Flex-office
Révolution ou détérioration de la qualité de vie au travail ?

Avec Anne Laure Gahinet nous avons décidé depuis quelques mois de tester le Flex Office. Concrètement notre bureau est dans notre sac, et nous choisissons où nous voulons  travailler : à La Colloc dans l’espace de coworking, dans une salle de réunion ou dans le bureau avec l’équipe, ou en télétravail depuis d’autres espaces de coworking dans d’autres villes. Ce fonctionnement nous a obligées à modifier complètement nos manières de travailler.

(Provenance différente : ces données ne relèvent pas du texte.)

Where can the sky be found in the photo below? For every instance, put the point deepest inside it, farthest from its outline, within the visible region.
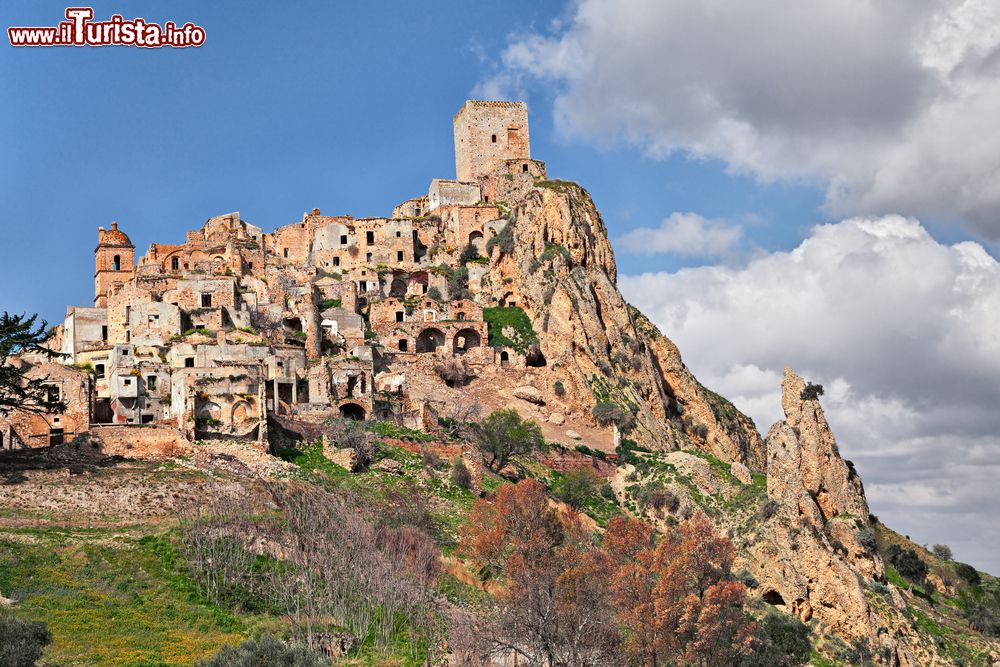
(814, 185)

Aujourd’hui, je me sens « libre », plus productive, plus organisée, je prends du recul, j’ai plus de temps pour lire et écrire 🙂 

Toutefois, si ce fonctionnement nous convient , ce n’est pas le cas pour tous et j’ai eu envie de vous parler de cette nouvelle manière de travailler qui se développe de plus en plus dans les entreprises et qui suscite aussi pas mal de controverses. Reprenons du début :

Qu’est ce que le flex-office ? 

Le principe est simple : les salariés n’ont plus de poste de travail fixe attitré. Ils choisissent en fonction de leur mission l’espace le plus adapté : bureau, open-space, salle de réunion ou bien même canapé du salon (home office).  Les espaces de travail sont pensés en fonction des usages  et non plus selon la logique traditionnelle : un salarié – un bureau.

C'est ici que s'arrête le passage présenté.